Artículo publicado en el n.º786 (Mar-Abr 2021)
“Pensar antes que hablar no es represión, y la desaprobación no es censura”. Esta obviedad, explica el periodista Andrew Marantz, no la entienden los trumpistas que intoxican las redes y protestan cuando las empresas tecnológicas bloquean sus barbaridades. En Antisocial, libro sobre la infiltración de la extrema derecha en internet, Marantz les recuerda que la libertad de expresión tiene límites y la Primera Enmienda, excepciones. Claro: la idea de que en Estados Unidos todo el mundo puede decir lo que quiere es cierta solo en parte. Falta añadir: ateniéndose a las consecuencias. Porque es la jurisprudencia del Tribunal Supremo la que castiga después la difusión de pornografía infantil, de ofensas y calumnias, la inducción inminente a cometer un delito o poner en peligro la seguridad nacional. A diferencia de Europa, el Capitolio no puede dictar ninguna ley que limite la libertad de expresión, pero los límites los marca el poder judicial. Aquí, el Convenio Europeo de los Derechos Humanos no solo permite legislar a los Estados sino que señala en qué asuntos la libre expresión puede restringirse: integridad territorial, seguridad, protección de la salud, de la moral, de la reputación o los derechos ajenos. Se trata de modelos distintos, pero los límites son muy parecidos. Otra cosa es que algunos aprovechen una coyuntura favorable para estrechar la mordaza, como hizo el PP en 2015 al imponer la actual ley orgánica de protección de la seguridad ciudadana con los únicos votos de su mayoría absoluta. Que una ley tenga a toda la oposición en contra no solo es feo: es inconsistente. Por eso se va ahora a cambiar.

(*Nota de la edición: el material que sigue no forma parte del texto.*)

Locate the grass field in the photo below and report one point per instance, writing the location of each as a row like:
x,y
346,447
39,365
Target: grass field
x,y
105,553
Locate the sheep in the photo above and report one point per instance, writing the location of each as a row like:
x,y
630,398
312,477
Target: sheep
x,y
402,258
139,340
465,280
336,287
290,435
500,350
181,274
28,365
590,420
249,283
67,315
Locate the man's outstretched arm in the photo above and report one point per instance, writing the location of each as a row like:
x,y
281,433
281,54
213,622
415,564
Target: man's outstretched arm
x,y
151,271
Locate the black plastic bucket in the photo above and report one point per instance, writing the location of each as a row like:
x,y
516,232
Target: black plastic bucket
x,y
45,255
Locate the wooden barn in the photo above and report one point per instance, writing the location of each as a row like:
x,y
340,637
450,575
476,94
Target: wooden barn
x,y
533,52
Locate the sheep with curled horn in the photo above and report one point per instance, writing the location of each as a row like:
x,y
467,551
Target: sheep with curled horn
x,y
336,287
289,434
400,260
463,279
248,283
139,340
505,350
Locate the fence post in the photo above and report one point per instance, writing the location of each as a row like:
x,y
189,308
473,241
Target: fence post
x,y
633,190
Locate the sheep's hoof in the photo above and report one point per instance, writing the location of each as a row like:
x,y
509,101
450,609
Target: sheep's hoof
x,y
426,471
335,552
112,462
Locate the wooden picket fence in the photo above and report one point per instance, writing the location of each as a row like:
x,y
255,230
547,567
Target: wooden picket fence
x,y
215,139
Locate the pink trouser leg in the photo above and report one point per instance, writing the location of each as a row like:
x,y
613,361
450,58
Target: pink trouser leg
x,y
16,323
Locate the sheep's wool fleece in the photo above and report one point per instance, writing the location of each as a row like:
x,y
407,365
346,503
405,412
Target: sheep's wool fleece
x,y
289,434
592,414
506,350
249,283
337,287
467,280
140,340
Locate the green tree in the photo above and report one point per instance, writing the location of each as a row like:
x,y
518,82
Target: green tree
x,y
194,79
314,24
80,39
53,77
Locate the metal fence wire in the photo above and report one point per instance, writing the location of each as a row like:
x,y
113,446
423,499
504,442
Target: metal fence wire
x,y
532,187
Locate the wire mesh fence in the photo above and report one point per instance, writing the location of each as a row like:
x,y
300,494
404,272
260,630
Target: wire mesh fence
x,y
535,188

Viene todo ello a cuenta del repentino clamor por la libertad de expresión al que parece que asistimos. Quizá los confinamientos han acentuado el ansia de libertad y las ganas de expresarse, lo que está bien: téngase en cuenta que dicha devoción puede manifestarse de forma tan expresiva gracias a la libertad de expresión de que gozamos. En una dictadura —la que nos tuvo— se prohíbe y se ataca la libertad de palabra: en julio de 1973 vivimos el asalto a la redacción de El Ciervo perpetrado por un V Comando Adolfo Hitler. En una democracia avanzada —la que tenemos— pueden pasar cosas más inverosímiles: que se asalte la redacción de un diario —El Periódico de Catalunya: un abrazo, amigos— no para impedir sino para pedir libertad de expresión. Es decir, los salteadores piden y en el mismo acto de pedir impiden lo que piden en un volatín digno de un genio como Dalí, que logró nacer antes de haber nacido. Y este ataque a la razón lo ejecutan no ya nazis, sino vándalos antifascistas jaleados por sedicentes izquierdistas a sueldo del erario público.
Ante un derecho tan respetado por los demócratas como es la libertad de expresión las personas cabales —las que saben que los derechos conllevan deberes y por eso procuran hacer un uso responsable de los mismos— antes de hablar suelen pensar qué y cómo expresarse. No es censura: es inteligencia y educación. Si piensan que lo que dirán no tiene gracia, esas personas normalmente se callan. No piden —fíjense en la diferencia con los que exigen más leyes y mordazas— que eso lo hagan los demás: se limitan a ver cómo los que hablan sin decir o diciendo demasiado hacen el ridículo, uno de los más severos castigos que alguien sensible llega a imaginar. Luego están el derecho civil y el código penal, claro, y con esto debería bastar.
Entre los nuevos adictos locales a la libre expresión que con esa excusa asaltan periódicos y saquean tiendas la policía dice que hay menores de edad, alguno de solo 13 años. Dado que no estamos hablando de las banlieues parisinas sino del lujoso paseo de Gracia barcelonés uno se pregunta de dónde salen esos púberes, quién los cría y cómo se juntan. Digo uno porque el único que osó hacerlo en público fue el concejal Albert Batlle, responsable de la Guardia Urbana de la ciudad. ¿Dónde han aprendido a comportarse así? Esta pregunta invita a reflexionar sobre cómo educamos a nuestros hijos y concierne a padres, a profesores, a los representantes políticos, a los medios de comunicación. Se dicen antifascistas: no saben de historia. ¿No la estudian en el instituto o la universidad? ¿Qué historia les enseñan? Pero esa es otra historia. O la misma.